Some weeks I am stunned to see a friend crossing the Bridge, other weeks, having kept tabs on my friends, and knowing their status, I am less surprised, though still saddened to see them.
Since I first met him five years ago Otis has been suffering from diabetes and has been blind, His Mom has taken wonderful care of him, but diabetes is not an aging dog’s friend and finally Otis’ condition deteriorated. His parents were forced to make the long dreaded decision after Otis’ appetite decreased to nearly non-existent. he showed signs of confusion, and was in pain. After one final trip to his favorite place in the world, his backyard, his parents aided him on his trip.
And soon he was climbing the stairs from the Bridge to be sworn in, and while I could feel his parents’ pain, I could also feel their relief that their decision had stopped their beloved baby’s pain, I saw Otis, for the first time in our friendship, seeing me, as he slowly looked around, taking it all in: Hundreds of friends, the sky, the clouds, the mountains, the river, the birds and the Bridge.
When he reached me, after I swore him in, I asked him, out of everything he was seeing for the first time in years what were his thoughts. “You’re really short,” he said. “I knew you were small but man, you’re tiny.” I pointed out the sun, the birds, the grass, the butterflies. “Yeah, they’re nice,” he said. “but damn you’re smaller than an overfed squirrel.”
Becoming slightly annoyed, I decided to change the subject, and asked Otis what he would miss the most about the mortal side of the Bridge. “That’s easy,” he said. “My Mom.
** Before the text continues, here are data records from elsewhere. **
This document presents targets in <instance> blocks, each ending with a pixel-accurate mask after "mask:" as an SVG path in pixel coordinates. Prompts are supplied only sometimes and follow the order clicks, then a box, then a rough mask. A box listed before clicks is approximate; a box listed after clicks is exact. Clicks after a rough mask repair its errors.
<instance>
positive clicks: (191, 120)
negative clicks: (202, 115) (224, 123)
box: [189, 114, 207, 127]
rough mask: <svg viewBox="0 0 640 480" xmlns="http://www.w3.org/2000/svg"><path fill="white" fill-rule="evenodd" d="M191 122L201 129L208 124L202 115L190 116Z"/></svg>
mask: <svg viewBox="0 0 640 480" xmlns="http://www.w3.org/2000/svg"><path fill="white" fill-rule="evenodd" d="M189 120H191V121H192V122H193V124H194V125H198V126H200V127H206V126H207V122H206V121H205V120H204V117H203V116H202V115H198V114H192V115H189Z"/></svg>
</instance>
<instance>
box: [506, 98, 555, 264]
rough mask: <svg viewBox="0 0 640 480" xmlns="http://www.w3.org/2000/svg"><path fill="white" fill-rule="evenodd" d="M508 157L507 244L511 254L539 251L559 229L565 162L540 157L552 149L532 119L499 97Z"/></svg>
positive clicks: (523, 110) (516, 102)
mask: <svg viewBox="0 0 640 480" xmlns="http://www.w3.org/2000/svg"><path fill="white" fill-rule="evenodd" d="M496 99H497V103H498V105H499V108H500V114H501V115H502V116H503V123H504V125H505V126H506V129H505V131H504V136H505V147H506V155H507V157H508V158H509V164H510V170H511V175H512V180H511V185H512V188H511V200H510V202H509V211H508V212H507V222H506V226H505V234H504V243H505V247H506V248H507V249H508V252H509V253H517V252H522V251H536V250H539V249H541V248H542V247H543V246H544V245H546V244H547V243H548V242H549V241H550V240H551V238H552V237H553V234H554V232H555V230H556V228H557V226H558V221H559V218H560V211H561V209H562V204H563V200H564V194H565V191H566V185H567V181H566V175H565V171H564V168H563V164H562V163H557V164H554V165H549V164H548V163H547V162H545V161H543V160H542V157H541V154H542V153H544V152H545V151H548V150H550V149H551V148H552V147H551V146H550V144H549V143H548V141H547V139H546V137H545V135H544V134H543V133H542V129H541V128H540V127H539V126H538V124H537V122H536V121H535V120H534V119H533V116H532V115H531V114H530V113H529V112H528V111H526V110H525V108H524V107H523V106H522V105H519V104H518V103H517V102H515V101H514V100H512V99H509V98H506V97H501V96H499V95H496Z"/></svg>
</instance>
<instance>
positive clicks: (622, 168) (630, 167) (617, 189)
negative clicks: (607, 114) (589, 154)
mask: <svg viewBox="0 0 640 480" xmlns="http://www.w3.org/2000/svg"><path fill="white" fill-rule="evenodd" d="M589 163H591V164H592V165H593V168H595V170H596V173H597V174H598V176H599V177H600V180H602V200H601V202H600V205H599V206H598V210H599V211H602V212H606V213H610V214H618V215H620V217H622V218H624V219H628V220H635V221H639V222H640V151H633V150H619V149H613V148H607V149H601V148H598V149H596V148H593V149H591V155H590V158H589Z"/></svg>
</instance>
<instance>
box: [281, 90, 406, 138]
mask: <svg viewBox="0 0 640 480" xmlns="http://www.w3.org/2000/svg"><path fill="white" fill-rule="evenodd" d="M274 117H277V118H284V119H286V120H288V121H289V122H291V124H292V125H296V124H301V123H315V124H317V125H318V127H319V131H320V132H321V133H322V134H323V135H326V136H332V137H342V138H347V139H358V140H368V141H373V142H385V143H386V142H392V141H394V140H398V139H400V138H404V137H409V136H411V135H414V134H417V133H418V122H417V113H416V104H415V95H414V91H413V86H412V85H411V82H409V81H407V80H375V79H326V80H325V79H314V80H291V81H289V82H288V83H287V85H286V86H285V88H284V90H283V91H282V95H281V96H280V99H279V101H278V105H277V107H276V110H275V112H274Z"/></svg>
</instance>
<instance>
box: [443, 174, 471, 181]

Us dogs are supposed to take care of our Moms but I got sick and she spent so much time taking care of me I could barely take care of her. I was so lucky getting her for a Mom. A blind diabetic dog is not easy. The commitment, the shots, the cost of the medicine, arranging the house so I didn’t get hurt, she did so much for me. If only I could tell her how much I loved her and appreciated what she did for me one more time.” I put my average sized paw on his and told him he just did.
I asked him if there was anything he wanted to do. He sadly shook his head and said his only wish his last days was to look at his Mom’s pretty face one more time. I told him to follow me and we went down the stairs to the River of Life and I told him to look in. Instead of his reflection he saw his sad Mom mourning him. “She looks more beautiful than the last time I saw her,” he marvelled. I asked him if he wanted to explore and he said he was happy just to sit by the River and finally see his Mom.
I sat with Otis for awhile, but then I saw another friend climbing the steps, Daisy from Downunder, who writes her own very popular blog.
I loved reading it, especially in the winter, when she would take us along on her hot summer walks while we were freezing. Daisy, like me. had cancer, and she fought for a long time, but we all have only so many heartbeats. After I swore her in she asked me what Otis was doing, and when I told her, she said that sounded wonderful, so we joined Otis. Daisy watched over her grieving mother in the water too.
But I wasn’t looking at my Mom, I do that a lot each day, I was watching Otis watch, and seeing his Mom’s reflection in his seeing eyes was the best thing I saw in a long time.